Eine Versicherung für alle? Das ist nicht die Vorstellung von Dr. Grützner, um die Altenhilfe zukunftsfest zu machen. Neben Grundleistungen könne es auch Aufbauleistungen und Rahmenleistungen geben. Diametral anderer Ansicht ist Heselhaus für die SPD: „Das Nebeneinander von gesetzlicher und privater Kranken- und Pflegeversicherung muss aufgelöst werden.“ Pflegende Angehörige gelte es stärker auch finanziell zu entlasten, analog zum Elterngeld. „Eine Pflegeversicherung ist nicht unser Konzept“, entgegnete Dr. Nacke für die CDU. Zunächst müssten einmal die versicherungsfremden Leistungen herausgenommen werden. Lohnersatz für Familien kann er sich wie die SPD auchvorstellen. Rietenberg strebt für die Grünen eine Bürgerversicherung an und favorisiert Lösungen im Quartier, um pflegebedürftige Menschen möglichst lange in ihrer gewohnten Umgebung versorgen zu können.

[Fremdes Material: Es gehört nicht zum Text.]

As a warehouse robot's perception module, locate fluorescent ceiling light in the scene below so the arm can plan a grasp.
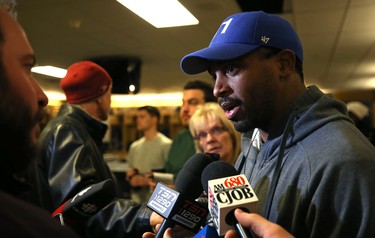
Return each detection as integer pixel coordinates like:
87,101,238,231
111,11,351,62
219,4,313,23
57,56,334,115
45,90,182,108
117,0,199,28
31,65,66,78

Ab 2026 gilt der Rechtsanspruch auf Ganztagsbetreuung an Grundschulen. Wie dieser Spagat zwischen Betreuungsversprechen und qualitativem Bildungsanspruch denn gelingen könne, wollte Pia Stapel wissen. „Wir warten in den Kommunen händeringend darauf, wie sich die Landesregierung die Ausführung vorstellt“, berichtete Dr. Grützner für die FDP. Heselhaus meinte: „Wir müssen jetzt anfangen. Hamburg hat dies getan und ist auf einem guten Weg.“ Sie machte eine schwierige Gemengelage zwischen Bund und den Ländern aus. „Jeder weiß, dass das Gesetz nicht 2026 vollständig umgesetzt werden kann, aber wir sollten an dem Ziel festhalten“, betonte Dr. Nacke. Rietenberg sah dieGefahr, dass der Sozialstaat verfällt. „Wir müssen entscheiden, wofür wir Geld ausgeben wollen.“

Zur Integration von zugewanderten Menschen setzt der FDP-Vertreter ganz auf Arbeit. „Wir müssen es den Menschen viel leichter machen, erwerbstätig zu sein.“ Heselhaus machte darauf aufmerksam, dass bei den Integrationsleistungen nicht gekürzt worden sei. Dr. Nacke formulierte auch Erwartungen, die die Gesellschaft an Menschen mit Migrationsgeschichte stellen könne. Integrieren könne nicht der Staat. „Gemeinschaften, Vereine und Verbände sind hier enorm wichtig.“ Rietenberg machte im beschlossenen Fachkräftezuwanderungsgesetz „einen Schritt in die richtige Richtung aus. Wir brauchen die Menschen und müssen in sie investieren.“

In der abschließenden Publikumsdiskussion ging es vor allem darum, wie Gemeinsamkeiten gestärkt und Zusammenhalt gefördert werden können. Sebastian Koppers, Vorstand der Caritas Münster, leitete mit dem Gedanken aus, dass es in einer Demokratie keine einfachen Antworten auf komplexe Fragen gebe und nahm damit den roten Faden der Demokratie-Kampagne wieder auf. Zum sozialen Frieden könne nicht nur die Politik, sondern müssten alle ihren Beitrag leisten.